魂が込められた力作を説明する、片岡鶴太郎さん

奄美の素材にも興味
銀座もとじで

 【東京】銀座で着物専門店を展開する「銀座もとじ=中央区銀座4の8の12」で、俳優で画家の片岡鶴太郎さん(70)が手掛けた額裏(羽織の裏地)、限定6枚がこのほど特別展示され、多くの人でにぎわった。それを記念した「ぎゃらりートーク」が開催され、さまざまなエピソードが明かされた。

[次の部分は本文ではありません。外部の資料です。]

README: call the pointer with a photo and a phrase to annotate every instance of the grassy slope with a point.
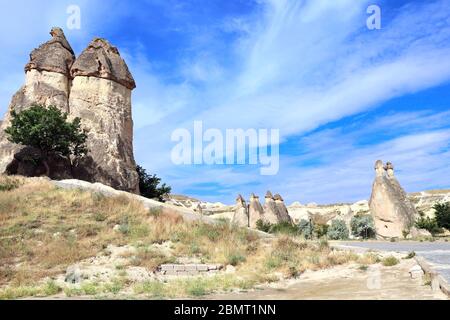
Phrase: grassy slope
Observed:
(44, 229)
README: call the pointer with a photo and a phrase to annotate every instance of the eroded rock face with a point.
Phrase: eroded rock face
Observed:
(95, 87)
(270, 209)
(392, 211)
(47, 82)
(56, 55)
(105, 109)
(240, 217)
(282, 211)
(101, 60)
(256, 211)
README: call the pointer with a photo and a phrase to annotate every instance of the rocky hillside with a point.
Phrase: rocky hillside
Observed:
(73, 238)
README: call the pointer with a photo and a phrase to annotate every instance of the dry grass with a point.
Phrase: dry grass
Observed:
(44, 229)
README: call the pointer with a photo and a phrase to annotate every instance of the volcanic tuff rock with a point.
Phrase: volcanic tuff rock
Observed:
(256, 211)
(391, 209)
(283, 214)
(101, 97)
(240, 217)
(95, 87)
(270, 209)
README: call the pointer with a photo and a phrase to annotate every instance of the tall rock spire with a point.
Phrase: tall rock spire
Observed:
(47, 82)
(270, 209)
(101, 97)
(256, 211)
(392, 211)
(96, 87)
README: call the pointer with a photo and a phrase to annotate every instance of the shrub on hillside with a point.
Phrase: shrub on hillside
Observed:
(306, 228)
(363, 226)
(279, 228)
(338, 230)
(263, 226)
(320, 230)
(149, 185)
(429, 224)
(442, 215)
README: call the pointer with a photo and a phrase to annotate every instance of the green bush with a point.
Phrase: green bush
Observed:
(49, 131)
(338, 230)
(149, 185)
(390, 261)
(428, 224)
(284, 228)
(306, 228)
(363, 226)
(442, 215)
(263, 226)
(320, 230)
(8, 184)
(234, 258)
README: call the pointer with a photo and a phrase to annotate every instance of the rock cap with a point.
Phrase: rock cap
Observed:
(55, 55)
(102, 60)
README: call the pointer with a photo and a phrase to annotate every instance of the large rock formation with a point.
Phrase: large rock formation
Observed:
(270, 209)
(47, 82)
(392, 211)
(240, 217)
(282, 212)
(95, 87)
(101, 97)
(256, 211)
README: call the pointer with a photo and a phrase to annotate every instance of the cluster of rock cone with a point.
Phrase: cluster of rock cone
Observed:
(95, 87)
(274, 211)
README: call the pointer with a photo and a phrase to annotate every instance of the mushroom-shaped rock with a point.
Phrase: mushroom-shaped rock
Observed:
(101, 97)
(240, 216)
(256, 211)
(55, 55)
(379, 168)
(392, 211)
(270, 209)
(46, 83)
(283, 214)
(389, 167)
(102, 60)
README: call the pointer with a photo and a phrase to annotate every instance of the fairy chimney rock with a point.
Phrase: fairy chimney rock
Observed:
(256, 211)
(55, 55)
(270, 209)
(102, 60)
(392, 211)
(95, 87)
(282, 211)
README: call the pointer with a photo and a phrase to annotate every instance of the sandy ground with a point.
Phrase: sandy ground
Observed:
(346, 283)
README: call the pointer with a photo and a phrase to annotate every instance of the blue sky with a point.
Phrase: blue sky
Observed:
(341, 95)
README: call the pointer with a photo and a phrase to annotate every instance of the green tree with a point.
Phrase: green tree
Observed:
(338, 230)
(48, 130)
(148, 185)
(363, 226)
(429, 224)
(442, 215)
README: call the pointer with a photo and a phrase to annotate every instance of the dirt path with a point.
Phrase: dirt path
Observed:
(346, 282)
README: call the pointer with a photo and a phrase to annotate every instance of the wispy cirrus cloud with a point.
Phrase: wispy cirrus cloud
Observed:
(293, 65)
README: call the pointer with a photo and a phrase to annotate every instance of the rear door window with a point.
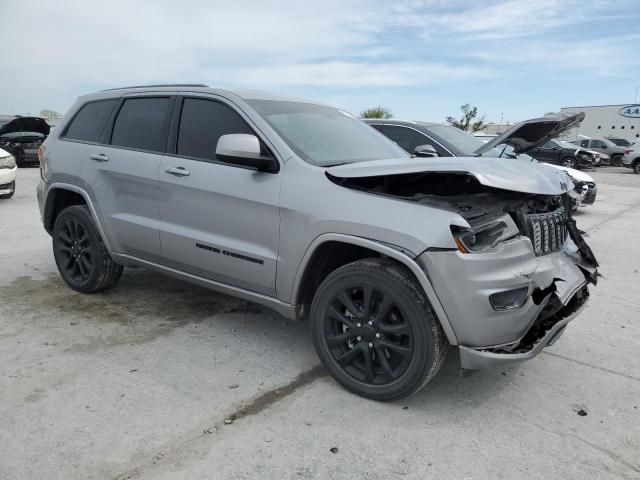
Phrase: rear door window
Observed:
(141, 124)
(90, 121)
(202, 123)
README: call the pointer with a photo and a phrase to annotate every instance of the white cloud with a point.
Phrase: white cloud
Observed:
(67, 48)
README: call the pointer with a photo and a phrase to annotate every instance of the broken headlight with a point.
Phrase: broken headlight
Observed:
(7, 162)
(485, 235)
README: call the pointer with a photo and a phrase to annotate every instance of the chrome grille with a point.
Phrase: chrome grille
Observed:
(547, 231)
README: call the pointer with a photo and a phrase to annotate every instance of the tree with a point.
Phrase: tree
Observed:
(468, 122)
(376, 112)
(49, 114)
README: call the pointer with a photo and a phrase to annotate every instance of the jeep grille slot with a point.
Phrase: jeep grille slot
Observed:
(547, 231)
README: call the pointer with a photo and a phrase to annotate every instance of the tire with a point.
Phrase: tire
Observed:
(7, 196)
(81, 256)
(381, 356)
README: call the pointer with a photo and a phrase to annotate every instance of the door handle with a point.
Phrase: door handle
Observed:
(99, 157)
(178, 171)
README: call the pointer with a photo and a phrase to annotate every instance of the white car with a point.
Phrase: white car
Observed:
(8, 170)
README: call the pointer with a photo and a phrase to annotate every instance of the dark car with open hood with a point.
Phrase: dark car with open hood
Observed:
(22, 137)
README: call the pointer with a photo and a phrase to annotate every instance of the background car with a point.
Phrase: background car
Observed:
(448, 141)
(22, 137)
(631, 158)
(560, 152)
(603, 145)
(621, 142)
(7, 174)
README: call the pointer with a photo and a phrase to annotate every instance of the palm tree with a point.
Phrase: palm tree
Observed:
(468, 122)
(376, 112)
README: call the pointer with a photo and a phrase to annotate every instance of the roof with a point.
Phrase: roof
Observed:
(602, 106)
(200, 87)
(395, 121)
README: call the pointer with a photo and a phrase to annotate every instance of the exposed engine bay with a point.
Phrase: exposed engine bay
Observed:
(545, 219)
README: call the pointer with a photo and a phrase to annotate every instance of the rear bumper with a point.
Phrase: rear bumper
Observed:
(540, 336)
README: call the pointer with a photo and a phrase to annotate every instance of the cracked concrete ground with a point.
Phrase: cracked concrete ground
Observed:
(158, 379)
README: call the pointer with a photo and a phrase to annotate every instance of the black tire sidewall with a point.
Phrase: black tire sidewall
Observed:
(414, 313)
(7, 196)
(81, 215)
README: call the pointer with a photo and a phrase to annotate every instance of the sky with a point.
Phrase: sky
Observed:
(513, 59)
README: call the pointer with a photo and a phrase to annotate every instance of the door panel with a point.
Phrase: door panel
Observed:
(221, 222)
(122, 173)
(126, 195)
(217, 220)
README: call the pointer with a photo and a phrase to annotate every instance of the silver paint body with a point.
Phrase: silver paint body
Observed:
(152, 218)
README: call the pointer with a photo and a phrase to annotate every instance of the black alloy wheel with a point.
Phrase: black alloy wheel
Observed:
(367, 334)
(74, 250)
(374, 330)
(81, 256)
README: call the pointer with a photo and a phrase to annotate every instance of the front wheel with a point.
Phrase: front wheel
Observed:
(374, 330)
(81, 256)
(12, 189)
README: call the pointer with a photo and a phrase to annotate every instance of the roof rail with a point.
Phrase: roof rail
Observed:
(158, 85)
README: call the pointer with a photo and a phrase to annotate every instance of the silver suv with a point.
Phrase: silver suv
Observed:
(305, 209)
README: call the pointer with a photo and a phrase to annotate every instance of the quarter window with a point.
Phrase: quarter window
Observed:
(90, 121)
(140, 124)
(202, 123)
(407, 138)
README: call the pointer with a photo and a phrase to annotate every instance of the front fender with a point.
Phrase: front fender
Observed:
(399, 254)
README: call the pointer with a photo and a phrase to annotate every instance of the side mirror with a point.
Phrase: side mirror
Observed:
(243, 150)
(425, 151)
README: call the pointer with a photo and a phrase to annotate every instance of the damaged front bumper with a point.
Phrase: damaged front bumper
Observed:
(554, 289)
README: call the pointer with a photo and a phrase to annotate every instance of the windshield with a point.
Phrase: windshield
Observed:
(325, 136)
(463, 141)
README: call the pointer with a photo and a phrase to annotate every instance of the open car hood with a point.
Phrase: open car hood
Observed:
(518, 175)
(531, 134)
(26, 124)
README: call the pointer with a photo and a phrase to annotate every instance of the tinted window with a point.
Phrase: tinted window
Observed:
(90, 121)
(202, 123)
(140, 124)
(407, 138)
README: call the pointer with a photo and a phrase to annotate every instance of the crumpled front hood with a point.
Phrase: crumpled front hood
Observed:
(577, 174)
(517, 175)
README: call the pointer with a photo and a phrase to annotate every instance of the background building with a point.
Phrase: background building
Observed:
(605, 121)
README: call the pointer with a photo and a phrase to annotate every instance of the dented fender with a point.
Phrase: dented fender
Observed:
(464, 283)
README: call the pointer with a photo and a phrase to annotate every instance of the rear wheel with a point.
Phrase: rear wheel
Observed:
(375, 331)
(12, 187)
(81, 256)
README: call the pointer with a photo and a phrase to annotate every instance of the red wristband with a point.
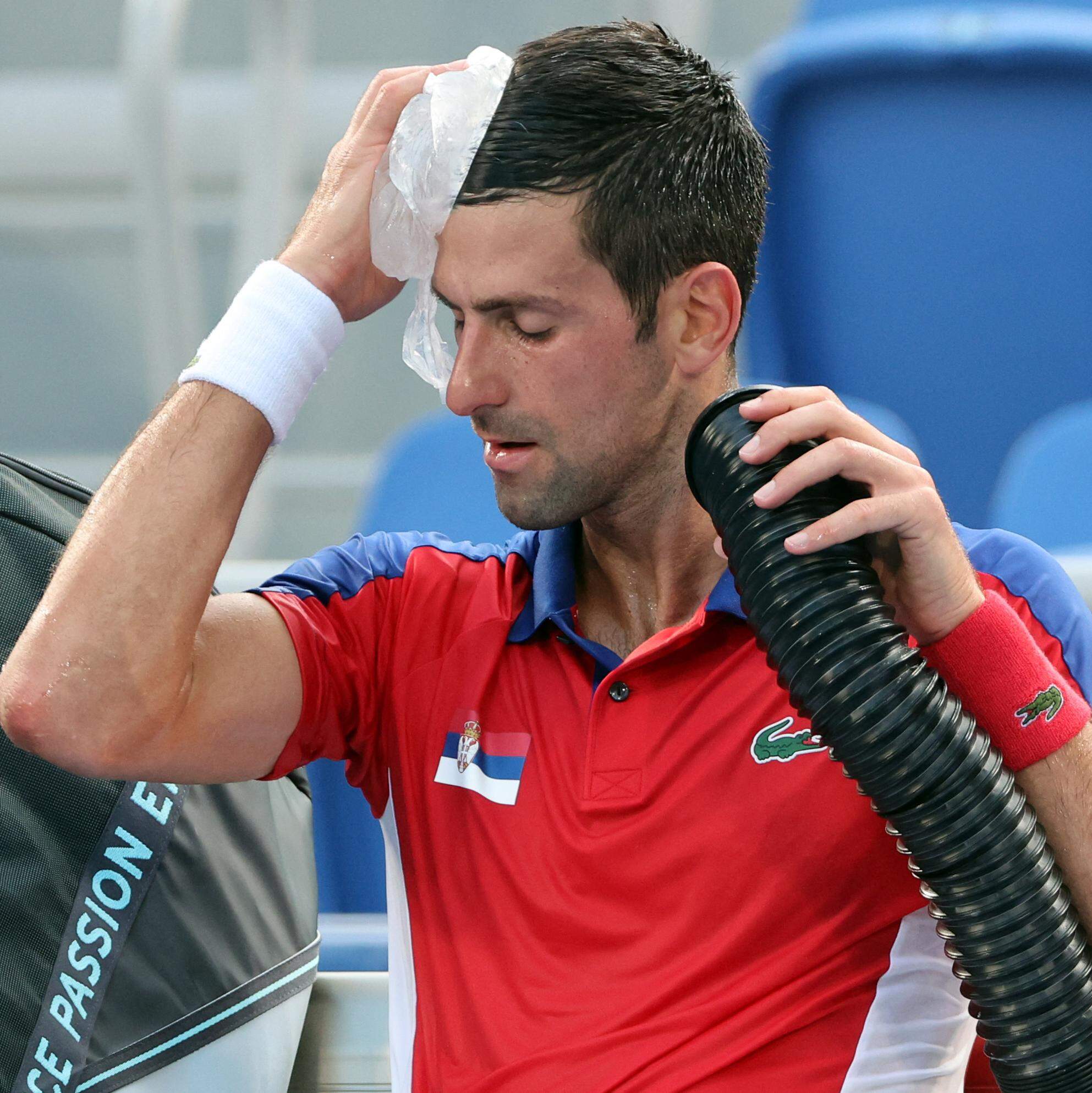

 トークイベントには、泉二(もとじ)啓太社長(41)と片岡鶴太郎さん、東京友禅作家の生駒暉夫さん(70)が出席した。鶴太郎さんは大きな拍手に迎えられ、満席の会場に登場。2度目となった今回の挑戦を「絹は、紙の植物と違い、動物の上に描く感じだった」と振り返った。たらしこみという日本画の伝統的な技法を説明しながら「絹で生じる、にじみを生かし力強さや、かわいらしさを出した」と語った。また、目から放つエネルギーをいかに表現していったかなど、微妙に加減を調節しながら生地と格闘したエピソードを紹介。テレビ番組出演を通じて、泉二弘明会長(75)(当時社長)と知り合った経緯もユーモアを交えて紹介した。

 作品は全6点。墨のにじみや筆のタッチを駆使した、感性が力強くも、繊細に表現されている。絵と独特の書により「二匹の龍が日本を守っている」「意志を貫く一匹狼」など唯一無二の世界観が展開されている。

 粋、男の美学が凝縮された羽織の裏地「額裏」。その思いが込められた原画に、生駒さんが地染めしたことで完成に至った。

 「アマミノクロウサギなど、特有の動物を描いてみては」と問うと、鶴太郎さんは「奄美の黒文化は墨とつながっている。どんなものに描くべきか興味がある」と笑顔で応じた。傍らで聴いていた啓太社長も「企画したいですね」と相づちを打った。

 鶴太郎さんは、15日にテレビ朝日系列で放送される「相棒初回スペシャル」に、人間国宝の講談師・瀧澤青竜の役でゲスト出演する。